3. Check if Point 1 (latitude = 29.65, longitude = -82.33) is near Point 2 (latitude = 41.74, longitude = -111.83).
4. Check if Point 1 (latitude = 29.65, longitude = -82.33) is near Point 2 (latitude = 30.5, longitude = -82.8).
5. Create a new version of the function that improves it by allowing the user to pass in a parameter that sets what “near” means.

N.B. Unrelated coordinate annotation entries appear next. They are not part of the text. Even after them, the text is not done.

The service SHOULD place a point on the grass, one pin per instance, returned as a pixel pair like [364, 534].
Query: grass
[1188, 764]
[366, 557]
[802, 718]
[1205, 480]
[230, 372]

To avoid changing the existing behavior of the function (since some of your lab mates are using it already) give the parameter a default value of 1.
6. Improve the documentation for the new function so that it reflects this new behavior
7. Check if Point 1 (latitude = 48.86, longitude = 2.35) is near Point 2 (latitude = 41.89, longitude = 2.5), when near is set to 7.
[click here for output]
-- Function with Choices --

Write a function that concatenates and prints:

The ultimate answer to the ultimate question of life, the universe, and everything is: XXX.

Where XXX is either a string or a number that is passed to the function as a parameter. Use this function to print out the answer if the input parameter is 42, but don’t actually do the printing from inside the function (think about why printing from outside the function might generally be more useful).

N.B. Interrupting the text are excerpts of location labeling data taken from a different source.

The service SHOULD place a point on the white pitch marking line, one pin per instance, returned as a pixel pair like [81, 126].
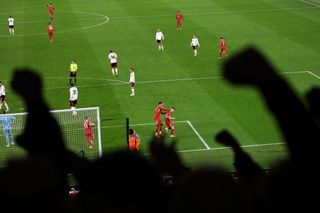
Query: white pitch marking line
[199, 136]
[314, 4]
[106, 19]
[46, 22]
[100, 79]
[223, 148]
[311, 73]
[217, 12]
[143, 124]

If you don’t understand why this question is fun/funny you can Google it or, better yet, actually read Hitchhiker’s Guide to the Galaxy, which is one of the funniest books ever written. There is also a very valuable programming lesson to this story.
[click here for output]
-- DNA or RNA --

Write a function, dna_or_rna(sequence), that determines if a sequence of base pairs is DNA, RNA, or if it is not possible to tell given the sequence provided. Since all the function will know about the material is the sequence the only way to tell the difference between DNA and RNA is that RNA has the base Uracil ("u") instead of the base Thymine ("t"). Have the function return one of three outputs: "DNA", "RNA", or "UNKNOWN".
1. Use the function and a for loop to print the type of the sequences in the following list.
2. Use the function and sapply to print the type of the sequences in the following list.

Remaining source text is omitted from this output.